C’est vraiment génial de pouvoir retrouver des plaisirs perdus ! Dans mon malheur, j’ai quand même de la chance ! Il y a un proverbe qui dit : « Si la montagne ne vient pas à toi, toi va à la montagne ! ».C’est tout à fait vrai et j’en fais l’expérience une fois de plus. Je remarque qu’avec un peu d’imagination, un brin d’astuces et beaucoup, beaucoup de persévérance, on peut franchir tous les obstacles. Si ce n’est vraiment pas possible, alors la solution, c’est de les contourner. Regardez, moi par exemple, je ne retrouverais jamais ma respiration d’antan, ça c’est sûr, mais avec l’aide de mes batteries et grâce à ma nouvelle indépendance pour sortir, je peux faire comme si. C’est génial, non !?! Psychologiquement, c’est très, très important. Ca aide à combattre la maladie. Je sais bien au fond de moi que ça va de pire en pire, mais en fait, en n’y prêtant pas ou peu d’attention, j’arrive à faire avec, j’arrive à me préserver, j’arrive à me donner l’illusion que tout va bien et c’est ça, l’essentiel. Etre heureuse et avoir du plaisir alors que la maladie gagne du terrain, c’est ça la plus belle victoire !

beausobreamina

Grâce au plateau que Robert m’a construit, j’ai pu retourner au spectacle.

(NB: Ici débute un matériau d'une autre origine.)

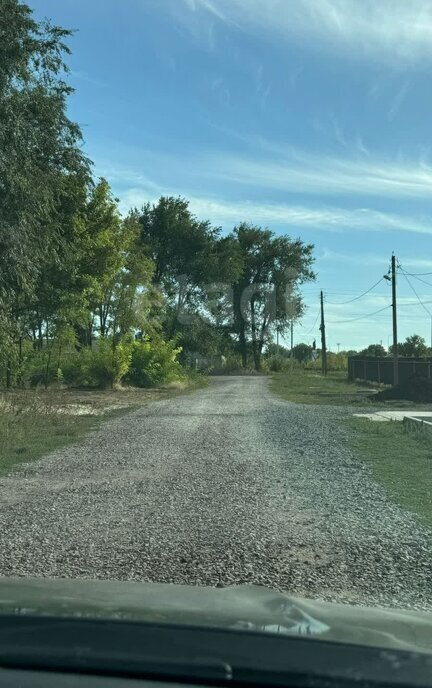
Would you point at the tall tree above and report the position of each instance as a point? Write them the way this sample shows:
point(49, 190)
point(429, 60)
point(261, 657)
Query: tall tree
point(266, 293)
point(39, 145)
point(188, 255)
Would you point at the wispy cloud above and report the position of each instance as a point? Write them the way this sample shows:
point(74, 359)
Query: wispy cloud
point(296, 171)
point(137, 190)
point(391, 30)
point(398, 101)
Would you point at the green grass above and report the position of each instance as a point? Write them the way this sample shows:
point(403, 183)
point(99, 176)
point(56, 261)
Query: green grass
point(34, 423)
point(310, 387)
point(30, 434)
point(401, 460)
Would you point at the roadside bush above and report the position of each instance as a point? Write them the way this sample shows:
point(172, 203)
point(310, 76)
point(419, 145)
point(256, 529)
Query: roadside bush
point(107, 365)
point(154, 363)
point(278, 364)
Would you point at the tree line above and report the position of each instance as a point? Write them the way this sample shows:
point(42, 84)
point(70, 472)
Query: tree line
point(91, 297)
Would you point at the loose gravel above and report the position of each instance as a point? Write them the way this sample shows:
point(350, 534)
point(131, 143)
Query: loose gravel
point(226, 485)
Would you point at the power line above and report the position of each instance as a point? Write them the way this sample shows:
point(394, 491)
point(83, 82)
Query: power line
point(429, 284)
point(361, 317)
point(313, 326)
point(415, 292)
point(356, 298)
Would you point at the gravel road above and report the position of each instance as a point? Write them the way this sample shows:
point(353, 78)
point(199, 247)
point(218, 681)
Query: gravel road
point(226, 485)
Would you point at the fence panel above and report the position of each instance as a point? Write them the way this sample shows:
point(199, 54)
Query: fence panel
point(381, 369)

Ici à Beausobre avec Amina

Quant à la trachéotomie, je la laisse de côté pour l’instant. Advienne que pourra, je n’ai pas la tête à ça en ce moment. Ce que je veux, c’est sortir, profiter de mon été et apprendre à vivre sans ma maman puisqu’elle m’a malheureusement quitté en juin dernier.

*Trachéotomie : Opération chirurgicale qui consiste à ouvrir la trachée au niveau du cou pour la mettre en communication avec l’extérieur au moyen d’une canule lorsqu’il y a risque d’asphyxie.Lorsqu’on a un respirateur, on relie le tuyau d’air directement à la canule.